Calcio

Ripescaggi in C, dopo lo scontro tra leghe regna l'incertezza

16.04.2019 13:19

BLACK LIST - E’ il solito valzer di fine stagione. Ripescaggi si, no, forse. Di certo c’è che, in attesa di conoscere i criteri, Lega e FIGC hanno disposto un vero e proprio giro di vite sulle iscrizioni a cominciare dall’istituzione di black list che impedisce l’acquisto di un club ai soggetti che negli ultimi cinque anni abbiano ricoperto il ruolo di socio, amministratore o dirigente con poteri di rappresentanza in ambito federale in società destinatarie di provvedimenti di esclusione dal campionato o di revoca dell’affiliazione dalla FIGC. ‘È un richiamo al senso di responsabilità di tutti gli imprenditori che vogliono entrare nel mondo del calcio’ ha spiegato Gravina, riferendosi in particolar modo a quei “liquidatori seriali” di società che creano un danno diretto al territorio e un danno indiretto a tutto il calcio italiano. Una norma che fa scricchiolare diverse poltrone e posizioni in Serie C, cosi come trema almeno il 30% dei club per le nuove disposizioni in tema di infrastrutture. Non ci saranno più deroghe. Neppure di un solo giorno. Senza stadio a norma non ci si potrà inscrivere nei professionisti (anche se negli ultimi giorni è sebentrata qualche variazione alle norme che approfindiremo in un successivo servizio). Un aspetto che ha portato diverse società di Serie D a concentrarsi più sulla ristrutturazione dello stadio che sul calcio giocato, come dimostrano, ad esempio, le manovre di Turris (seconda nel girone I dominato dal Bari) e Cerignola (seconda nel girone H) che, di fatto, hanno già iniziato i lavori.

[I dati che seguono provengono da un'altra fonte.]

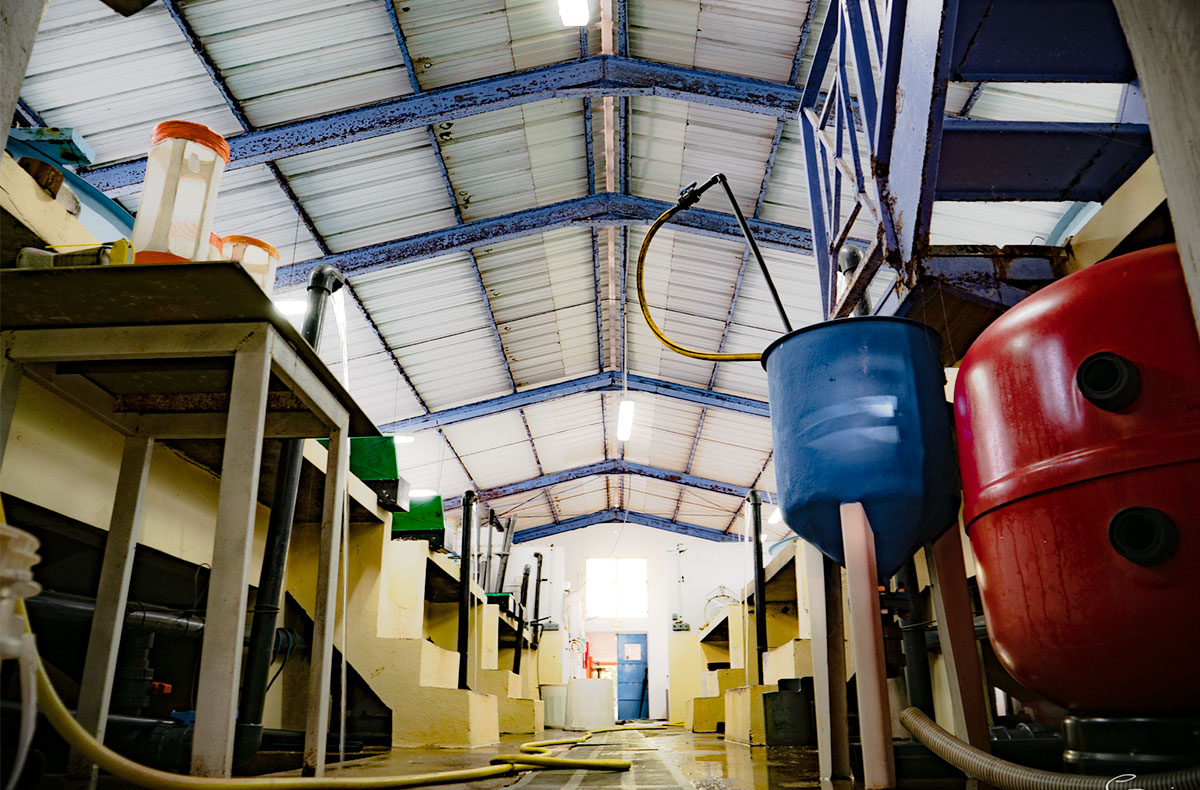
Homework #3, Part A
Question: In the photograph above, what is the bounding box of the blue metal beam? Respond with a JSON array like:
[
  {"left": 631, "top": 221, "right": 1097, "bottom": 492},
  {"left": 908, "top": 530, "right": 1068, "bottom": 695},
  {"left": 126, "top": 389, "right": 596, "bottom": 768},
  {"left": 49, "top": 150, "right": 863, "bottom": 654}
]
[
  {"left": 77, "top": 55, "right": 800, "bottom": 197},
  {"left": 379, "top": 371, "right": 770, "bottom": 433},
  {"left": 512, "top": 508, "right": 742, "bottom": 543},
  {"left": 443, "top": 459, "right": 750, "bottom": 510},
  {"left": 276, "top": 192, "right": 812, "bottom": 287}
]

SCONTRO POLITICO - Il dato politico è rappresentato, invece, dal duro botta e risposta tra il numero uno della Serie C Francesco Ghirelli e quello della LND Cosimo Sibilia. Durante l’ultimo Consiglio Federale, infatti, Ghirelli aveva avanzato una richiesta altamente penalizzante per le squadre di Serie D interessate al ripescaggio, chiedendo il placet alla LND per riammettere tra i Pro solo i club ‘virtuosi’ retrocessi quest’anno. Una proposta inaccettabile per la D, tant’è vero che Sibilia l’ha subito rispedita al mittente: “È apprezzabile l'intento del presidente Ghirelli nel voler tutelare gli interessi dei club virtuosi della Lega Pro, ma anche quelli della Lega Nazionale Dilettanti devono avere analoga considerazione. Peraltro abbiamo già da tempo programmato lo svolgimento dei play-off ed arrivati a questo punto del campionato e della stagione non è oggettivamente possibile tornare indietro. Ciò anche in considerazione dei grandi sacrifici compiuti dalle nostre società - continua Sibilia - in un campionato impegnativo come la Serie D".